On 2023/04/12 18:04, lijiang wrote:
>>> On 2023/03/25 13:12, Tao Liu wrote:
>>>> Previously crash use lseek/read for kcore and vmcore reading, this
> involves 2
>>>> syscalls. And we can replace them with pread, only 1 syscall is needed
> for
>>>> kcore/vmcore reading, and we can have a better performance. Please
> note there
>>>> are plenty of places in crash using lseek/read, this patch doesn't
> modify all
>>>> of them, just the most commonly used kcore and diskdump vmcore reading.
>>>
>>> This is nice as an optimization, but can we distinguish a seek error and
>>> read error with errno as currently we can do?
>>>
>>
>> Sorry I didn't understand your question...
>>
>> The functions which I modified in this patch didn't use a global errno
>> to distinguish error types, they used a returned value instead.
>> Currently if read error, READ_ERROR will be returned, same as seek
>> error returns SEEK_ERROR. Do you want to distinguish pread error by
>> introducing a new error number as PREAD_ERROR?
>
> No, I would like to know which causes an error in pread(), seek or read.
> In other words, is there any way to know which is wrong, the specified
> offset or file/media?
>
>
Good questions.
In fact, the SEEK_ERROR is simply returned to the top-level call, but it
seems that there is no corresponding processing for the type of errors at
the top-level code.
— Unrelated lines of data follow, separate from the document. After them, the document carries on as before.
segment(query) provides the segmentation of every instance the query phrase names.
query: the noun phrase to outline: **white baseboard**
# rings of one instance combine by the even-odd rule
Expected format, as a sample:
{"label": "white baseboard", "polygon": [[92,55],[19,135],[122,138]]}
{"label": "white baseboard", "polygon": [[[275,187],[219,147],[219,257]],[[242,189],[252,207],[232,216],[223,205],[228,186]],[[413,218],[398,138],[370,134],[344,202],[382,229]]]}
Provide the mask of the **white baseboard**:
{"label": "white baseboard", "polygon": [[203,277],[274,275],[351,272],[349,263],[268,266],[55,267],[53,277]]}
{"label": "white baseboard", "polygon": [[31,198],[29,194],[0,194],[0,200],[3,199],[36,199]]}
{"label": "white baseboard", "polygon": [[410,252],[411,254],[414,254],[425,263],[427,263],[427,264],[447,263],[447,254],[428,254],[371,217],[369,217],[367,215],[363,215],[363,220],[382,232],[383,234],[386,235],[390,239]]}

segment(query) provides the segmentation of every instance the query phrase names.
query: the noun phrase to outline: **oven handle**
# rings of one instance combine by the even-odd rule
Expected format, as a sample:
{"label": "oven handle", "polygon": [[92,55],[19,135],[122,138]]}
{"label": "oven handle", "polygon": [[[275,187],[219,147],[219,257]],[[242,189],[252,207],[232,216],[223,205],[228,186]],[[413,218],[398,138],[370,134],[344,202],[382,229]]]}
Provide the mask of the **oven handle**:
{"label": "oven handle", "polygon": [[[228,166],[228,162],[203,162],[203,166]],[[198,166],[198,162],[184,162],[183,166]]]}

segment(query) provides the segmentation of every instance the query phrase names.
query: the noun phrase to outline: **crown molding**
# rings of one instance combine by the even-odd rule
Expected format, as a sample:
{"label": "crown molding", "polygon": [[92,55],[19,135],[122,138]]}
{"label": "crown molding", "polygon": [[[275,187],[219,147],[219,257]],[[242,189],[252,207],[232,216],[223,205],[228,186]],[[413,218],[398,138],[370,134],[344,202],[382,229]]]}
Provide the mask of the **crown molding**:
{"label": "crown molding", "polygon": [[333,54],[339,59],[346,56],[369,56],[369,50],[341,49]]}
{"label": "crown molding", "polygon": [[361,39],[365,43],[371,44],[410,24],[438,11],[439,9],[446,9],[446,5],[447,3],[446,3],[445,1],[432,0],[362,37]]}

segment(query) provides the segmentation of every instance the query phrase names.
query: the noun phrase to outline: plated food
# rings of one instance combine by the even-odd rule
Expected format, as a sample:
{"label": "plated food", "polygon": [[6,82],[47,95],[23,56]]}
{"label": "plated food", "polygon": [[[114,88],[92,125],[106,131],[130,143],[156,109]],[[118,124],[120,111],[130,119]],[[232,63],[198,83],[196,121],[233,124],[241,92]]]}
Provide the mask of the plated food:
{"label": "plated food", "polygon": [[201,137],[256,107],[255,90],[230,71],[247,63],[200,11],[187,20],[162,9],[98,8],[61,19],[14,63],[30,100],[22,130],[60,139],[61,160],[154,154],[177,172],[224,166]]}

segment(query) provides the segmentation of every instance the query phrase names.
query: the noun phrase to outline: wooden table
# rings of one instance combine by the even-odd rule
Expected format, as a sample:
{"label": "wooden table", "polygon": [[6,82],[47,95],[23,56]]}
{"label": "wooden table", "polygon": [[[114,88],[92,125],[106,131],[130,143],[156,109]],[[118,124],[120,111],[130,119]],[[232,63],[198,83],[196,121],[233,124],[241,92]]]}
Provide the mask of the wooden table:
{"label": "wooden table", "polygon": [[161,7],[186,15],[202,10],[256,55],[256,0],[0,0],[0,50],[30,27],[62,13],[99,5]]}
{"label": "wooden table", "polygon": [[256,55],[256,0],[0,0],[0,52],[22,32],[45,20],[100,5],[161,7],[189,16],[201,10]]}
Only saw two cases(please correct me if I missed
anything):
[1] readmem()
...
case SEEK_ERROR:
if (PRINT_ERROR_MESSAGE)
error(INFO, SEEK_ERRMSG,
memtype_string(memtype, 0), addr, type);
goto readmem_error;
case READ_ERROR:
if (PRINT_ERROR_MESSAGE)
error(INFO, READ_ERRMSG,
memtype_string(memtype, 0), addr, type);
if ((pc->flags & DEVMEM) && (kt->flags &
PRE_KERNEL_INIT) &&
!(error_handle & NO_DEVMEM_SWITCH) &&
devmem_is_restricted() &&
switch_to_proc_kcore()) {
error_handle &= ~QUIET;
return(readmem(addr, memtype, bufptr, size,
type, error_handle));
}
goto readmem_error;..
[2] read_diskdump()
...
if ((ret = cache_page(curpaddr)) < 0) {
if (CRASHDEBUG(8))
fprintf(fp, "read_diskdump: "
"%s: cannot cache page: %llx\n",
ret == SEEK_ERROR ?
"SEEK_ERROR" :
"READ_ERROR",
(ulonglong)curpaddr);
return ret;
}
...
Given that, only recognizing the type of errors, it can not do anything.
Would it really make sense to distinguish the type of errors(seek/read
errors)?
I can see some seek errors on GitHub issues [1] and I don't think that
it's useless at all for the first step of debugging.
[1]
https://github.com/crash-utility/crash/issues?q=is%3Aissue+seek+error
But according to the man page and some experiments, lseek() allows an
offset beyond the end of the file for normal dumpfiles (a vmcore,
/proc/kcore and etc.) and just does not allow a negative offset.
So, my concern will be mostly solved by adding a negative offset check,
for example,
if (offset < 0) {
if (CRASHDEBUG(8))
fprintf(fp, " ... offset: %llx\n", offset);
return SEEK_ERROR;
}
How about adding something like this, instead of just removing lseek?
BTW: Could it be helpful to print an actual error when the pread() fails?
For example:
+ ssize_t prdcnt = pread(fd, bufptr, readcnt, offset);
+ if (prdcnt != readcnt) {
+ if (prdcnt == -1)
+ error(WARNING, "/proc/kcore: %s\n",
strerror(errno));
return READ_ERROR;
+ }
Yes, it's also sounds good to print errno for better debugging.
I would prefer it with CRASHDEBUG(8) same as the other error messages.
Thanks,
Kazu